A novela da TV Globo que está no ar no horário nobre, "O Outro Lado do Paraíso", tem trazido muitos temas polêmicos e pouco abordados pela mídia. Vou-me ater ao personagem de Estela, interpretado pela atriz Juliana Caldas. Ela tem nanismo e sofre na pele o preconceito dentro de casa, pois não é aceita pela mãe Sophia, interpretada pela atriz Marieta Severo.

Por ter esse problema, Estela, logo no início da infância.

foi enviada pela mãe a um internato na Suíça, para que crescesse longe do convívio da sociedade em que sua família estava inserida. Mas ela volta ao Brasil para o casamento de Gael, seu irmão, e para horror de sua mãe, resolve permanecer no país.

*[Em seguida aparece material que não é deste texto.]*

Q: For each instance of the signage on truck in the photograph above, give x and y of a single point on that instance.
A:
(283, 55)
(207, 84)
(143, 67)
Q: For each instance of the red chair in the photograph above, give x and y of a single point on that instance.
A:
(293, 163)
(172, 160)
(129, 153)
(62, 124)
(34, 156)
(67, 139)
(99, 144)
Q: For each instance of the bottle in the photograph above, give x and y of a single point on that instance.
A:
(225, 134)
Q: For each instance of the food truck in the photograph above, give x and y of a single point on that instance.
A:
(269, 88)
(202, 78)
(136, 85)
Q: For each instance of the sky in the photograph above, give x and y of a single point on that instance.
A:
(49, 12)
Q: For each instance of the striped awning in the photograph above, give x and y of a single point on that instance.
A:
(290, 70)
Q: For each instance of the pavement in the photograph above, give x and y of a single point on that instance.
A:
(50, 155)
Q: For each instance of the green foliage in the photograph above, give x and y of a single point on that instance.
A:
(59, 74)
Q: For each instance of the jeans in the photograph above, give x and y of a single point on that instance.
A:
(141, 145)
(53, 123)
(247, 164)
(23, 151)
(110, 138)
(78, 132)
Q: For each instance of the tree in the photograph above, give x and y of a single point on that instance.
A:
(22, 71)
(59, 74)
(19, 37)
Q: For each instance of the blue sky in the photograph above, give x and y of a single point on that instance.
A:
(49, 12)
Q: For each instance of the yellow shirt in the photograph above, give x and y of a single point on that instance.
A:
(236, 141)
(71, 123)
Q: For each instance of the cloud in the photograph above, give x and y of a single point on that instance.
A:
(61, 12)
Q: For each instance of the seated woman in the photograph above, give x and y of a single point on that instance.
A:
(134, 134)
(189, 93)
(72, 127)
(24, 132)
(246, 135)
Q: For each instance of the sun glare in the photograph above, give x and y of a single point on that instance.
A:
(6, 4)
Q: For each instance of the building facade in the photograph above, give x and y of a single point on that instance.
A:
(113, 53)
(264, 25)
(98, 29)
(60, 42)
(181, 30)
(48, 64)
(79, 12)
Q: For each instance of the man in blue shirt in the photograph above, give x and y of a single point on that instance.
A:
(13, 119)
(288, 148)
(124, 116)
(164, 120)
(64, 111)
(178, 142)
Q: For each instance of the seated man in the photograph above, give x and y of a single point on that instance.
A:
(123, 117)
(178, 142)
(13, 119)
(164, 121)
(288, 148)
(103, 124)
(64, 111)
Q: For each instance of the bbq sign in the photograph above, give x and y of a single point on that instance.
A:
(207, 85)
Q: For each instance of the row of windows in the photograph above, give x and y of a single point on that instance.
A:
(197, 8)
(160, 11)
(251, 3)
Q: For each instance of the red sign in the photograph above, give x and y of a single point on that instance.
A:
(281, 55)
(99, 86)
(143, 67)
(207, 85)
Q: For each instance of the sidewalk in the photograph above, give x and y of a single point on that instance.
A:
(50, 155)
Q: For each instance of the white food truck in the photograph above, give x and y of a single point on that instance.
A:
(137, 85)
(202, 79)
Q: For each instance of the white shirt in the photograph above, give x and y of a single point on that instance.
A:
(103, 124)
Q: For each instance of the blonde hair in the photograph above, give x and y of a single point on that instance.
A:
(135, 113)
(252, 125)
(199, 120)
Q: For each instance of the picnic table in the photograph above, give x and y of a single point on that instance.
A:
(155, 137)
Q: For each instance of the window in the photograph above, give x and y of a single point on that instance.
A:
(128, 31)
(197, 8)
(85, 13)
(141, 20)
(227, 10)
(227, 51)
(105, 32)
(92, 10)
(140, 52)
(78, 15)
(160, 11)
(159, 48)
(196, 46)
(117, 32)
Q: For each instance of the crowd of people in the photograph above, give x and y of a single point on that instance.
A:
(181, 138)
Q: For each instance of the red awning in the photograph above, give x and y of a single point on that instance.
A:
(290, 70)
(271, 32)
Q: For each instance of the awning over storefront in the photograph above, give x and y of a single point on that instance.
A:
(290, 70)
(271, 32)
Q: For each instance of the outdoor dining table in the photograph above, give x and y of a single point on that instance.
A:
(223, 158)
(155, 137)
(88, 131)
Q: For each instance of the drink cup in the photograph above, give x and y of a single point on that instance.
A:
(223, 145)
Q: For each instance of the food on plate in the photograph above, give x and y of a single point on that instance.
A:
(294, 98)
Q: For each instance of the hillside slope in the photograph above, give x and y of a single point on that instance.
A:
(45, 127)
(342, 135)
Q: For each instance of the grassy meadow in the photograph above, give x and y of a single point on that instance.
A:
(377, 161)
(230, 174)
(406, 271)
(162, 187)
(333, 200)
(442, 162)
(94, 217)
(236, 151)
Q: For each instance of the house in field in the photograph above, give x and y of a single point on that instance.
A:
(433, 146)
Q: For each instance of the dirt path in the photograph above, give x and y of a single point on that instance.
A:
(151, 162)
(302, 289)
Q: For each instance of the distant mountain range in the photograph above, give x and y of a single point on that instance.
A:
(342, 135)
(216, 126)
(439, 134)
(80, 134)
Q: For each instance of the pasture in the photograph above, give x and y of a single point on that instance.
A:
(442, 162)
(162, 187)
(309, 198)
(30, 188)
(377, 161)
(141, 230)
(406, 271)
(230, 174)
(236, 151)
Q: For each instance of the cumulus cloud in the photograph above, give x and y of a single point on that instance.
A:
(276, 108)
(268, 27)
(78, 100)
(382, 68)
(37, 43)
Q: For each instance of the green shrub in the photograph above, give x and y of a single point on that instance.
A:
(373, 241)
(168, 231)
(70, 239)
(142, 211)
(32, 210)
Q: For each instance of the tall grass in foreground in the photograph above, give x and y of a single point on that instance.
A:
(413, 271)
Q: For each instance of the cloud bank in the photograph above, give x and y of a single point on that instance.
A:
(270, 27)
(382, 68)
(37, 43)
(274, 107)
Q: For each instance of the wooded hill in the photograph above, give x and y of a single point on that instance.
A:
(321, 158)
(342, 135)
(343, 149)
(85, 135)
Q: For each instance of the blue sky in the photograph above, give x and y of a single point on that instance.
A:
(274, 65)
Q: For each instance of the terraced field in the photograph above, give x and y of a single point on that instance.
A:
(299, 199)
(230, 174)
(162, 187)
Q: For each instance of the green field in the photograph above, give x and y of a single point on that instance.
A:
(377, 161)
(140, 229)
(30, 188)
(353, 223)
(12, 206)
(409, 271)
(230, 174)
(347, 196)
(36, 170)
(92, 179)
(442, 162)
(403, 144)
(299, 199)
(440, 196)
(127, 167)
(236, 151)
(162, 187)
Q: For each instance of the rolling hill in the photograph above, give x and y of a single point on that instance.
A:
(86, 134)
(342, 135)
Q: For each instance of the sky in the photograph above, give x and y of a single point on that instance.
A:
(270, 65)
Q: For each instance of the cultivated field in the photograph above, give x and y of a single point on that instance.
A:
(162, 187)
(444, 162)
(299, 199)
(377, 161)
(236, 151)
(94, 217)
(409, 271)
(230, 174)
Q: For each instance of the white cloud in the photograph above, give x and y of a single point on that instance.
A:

Diante dessa situação, deve-se levar em consideração uma vantagem ter crescido na Suíça, já que não foi afetada tão profundamente pela influência de sua mãe, como ocorreu com seus irmãos.

Gael é totalmente dominado por Sophia, um marionete em suas mãos. Lívia interpretada pela atriz Grazi Massafera é sua maior aliada, inclusive nos crimes que pratica contra Clara, interpretada pela atriz Bianca Bin.

Com a permanência de Estela no Brasil, os acontecimentos são imprevisíveis, e quem decidirá o rumo dos acontecimentos é o autor, diz Juliana. O que ela pode salientar da trama é o surgimento de um misterioso comerciante, interpretado pelo ator Pedro Carvalho, que irá capturar seu coração.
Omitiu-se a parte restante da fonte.